Um grande momento. Meu herói de geração foi Caetano Veloso. Me identificava com
suas ações, cabelo grande, roupas coloridas e influencias musicais. Mas, sem
dúvida, Gil, além de ser ótimo, com uma voz maleável e perfeita, violão
certeiro, letras e músicas, foi mais atuante, sem dúvida. Mesmo nos primeiros
discos, antes da Tropicália, era Gil que arrebentava com “Roda”, que dizia “não
é obrigado a me ouvir, quem não quiser escutar”. Assumia posições. “Domingo no
Parque” era super incisiva, misturando guitarras, orquestrações sensacionais de
Rogério Duprat e viola. E no disco seguinte, havia “Coragem pra suportar” e,
principalmente, “Marginália 2”, esta, um primor de colagem, frases
emblemáticas, melodia e arranjo. No disco do movimento, lá estava Gil em
“Geléia Geral”, o grande hino. No movimento da “abertura política”, gravou a
versão de “No Woman no Cry”, cantada por todos. Eu me lembro de alguns shows
aqui em Belém. Lembro do “Momento 68”, maravilhoso happening, no Teatro da Paz,
misturando moda, teatro e música, patrocinado pela indústria Rhodia. Em outro
momento, bem ensaiado, Gil coçava a cabeça, ensejando algum comentário racista,
como se um macaco. Bingo, alguém se manifestava e ele abria o discurso,
pertinente toda a vida.
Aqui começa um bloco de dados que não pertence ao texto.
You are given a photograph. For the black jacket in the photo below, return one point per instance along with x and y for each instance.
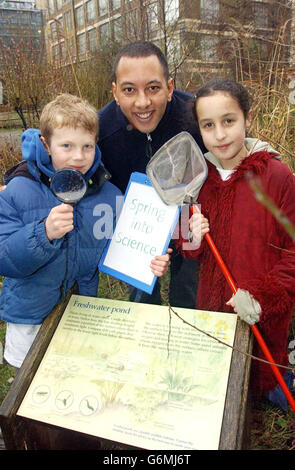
(125, 149)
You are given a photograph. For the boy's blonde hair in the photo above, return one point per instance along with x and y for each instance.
(67, 110)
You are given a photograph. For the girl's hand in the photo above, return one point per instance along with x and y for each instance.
(59, 221)
(160, 264)
(244, 304)
(199, 226)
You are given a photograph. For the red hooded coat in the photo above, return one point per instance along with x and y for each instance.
(256, 249)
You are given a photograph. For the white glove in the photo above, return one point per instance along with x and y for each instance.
(247, 307)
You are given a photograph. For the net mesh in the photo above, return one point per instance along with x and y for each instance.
(178, 170)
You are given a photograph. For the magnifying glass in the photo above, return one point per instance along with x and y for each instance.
(68, 185)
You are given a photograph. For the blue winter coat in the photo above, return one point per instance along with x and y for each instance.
(39, 272)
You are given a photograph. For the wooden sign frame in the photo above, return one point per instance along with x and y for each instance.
(26, 434)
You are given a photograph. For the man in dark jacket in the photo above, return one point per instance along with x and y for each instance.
(145, 113)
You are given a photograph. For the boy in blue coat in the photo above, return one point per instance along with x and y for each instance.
(45, 246)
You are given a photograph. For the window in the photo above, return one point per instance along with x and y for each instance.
(81, 43)
(55, 52)
(26, 17)
(117, 27)
(209, 9)
(171, 11)
(131, 22)
(90, 11)
(152, 16)
(63, 50)
(209, 48)
(103, 7)
(92, 40)
(53, 31)
(116, 4)
(104, 33)
(79, 13)
(51, 7)
(173, 50)
(68, 20)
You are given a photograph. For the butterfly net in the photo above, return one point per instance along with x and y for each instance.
(178, 170)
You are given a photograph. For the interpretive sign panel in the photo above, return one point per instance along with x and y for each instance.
(135, 374)
(143, 231)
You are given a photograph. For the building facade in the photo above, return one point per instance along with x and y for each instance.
(197, 36)
(21, 20)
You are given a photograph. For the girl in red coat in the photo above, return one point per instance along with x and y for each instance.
(255, 247)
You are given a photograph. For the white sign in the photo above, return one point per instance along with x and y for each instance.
(143, 231)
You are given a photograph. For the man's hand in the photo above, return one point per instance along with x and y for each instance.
(160, 264)
(59, 221)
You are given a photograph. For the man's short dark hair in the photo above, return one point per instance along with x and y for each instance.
(141, 49)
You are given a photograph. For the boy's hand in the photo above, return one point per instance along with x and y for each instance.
(59, 221)
(160, 264)
(199, 226)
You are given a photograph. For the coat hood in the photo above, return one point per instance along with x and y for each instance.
(252, 145)
(33, 151)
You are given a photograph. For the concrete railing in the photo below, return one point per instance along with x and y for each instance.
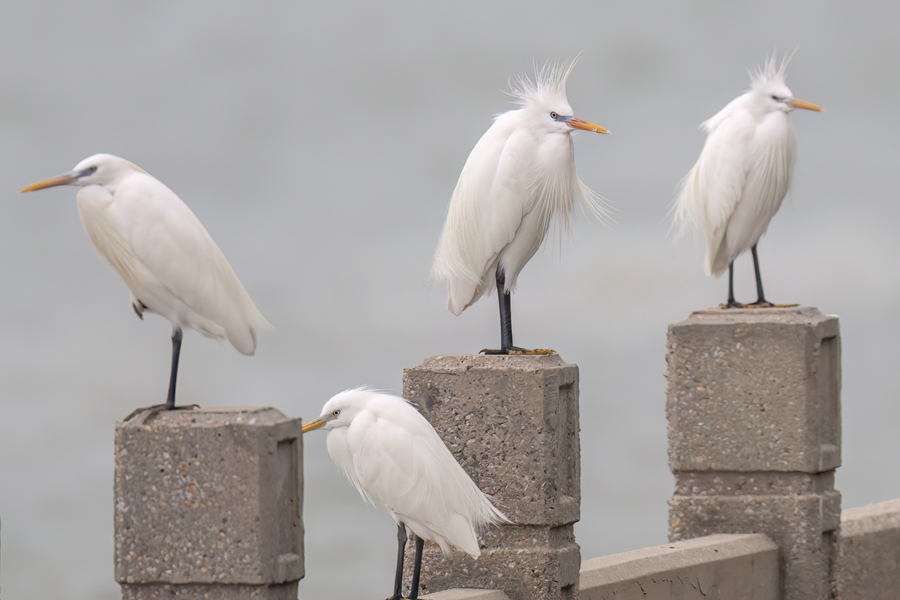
(868, 564)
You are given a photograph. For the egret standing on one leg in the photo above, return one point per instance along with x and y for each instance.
(518, 178)
(167, 259)
(742, 175)
(394, 457)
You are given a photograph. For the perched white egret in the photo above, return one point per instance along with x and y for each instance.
(518, 178)
(395, 458)
(169, 262)
(743, 174)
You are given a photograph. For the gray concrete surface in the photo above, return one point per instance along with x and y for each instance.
(512, 423)
(716, 567)
(868, 565)
(466, 594)
(753, 405)
(208, 504)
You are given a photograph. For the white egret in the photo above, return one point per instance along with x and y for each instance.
(743, 174)
(169, 262)
(517, 179)
(395, 458)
Mas, tenho certeza, a delícia de Gil é cantar. Sua voz
se moldando a qualquer tipo de ritmo e harmonia. Alongava-se em improvisos.
Chamava a platéia a participar. Agora estão festejando 40 anos de “Refavela”
onde mergulhou ainda mais na cultura negra, provocado por uma viagem à Angola.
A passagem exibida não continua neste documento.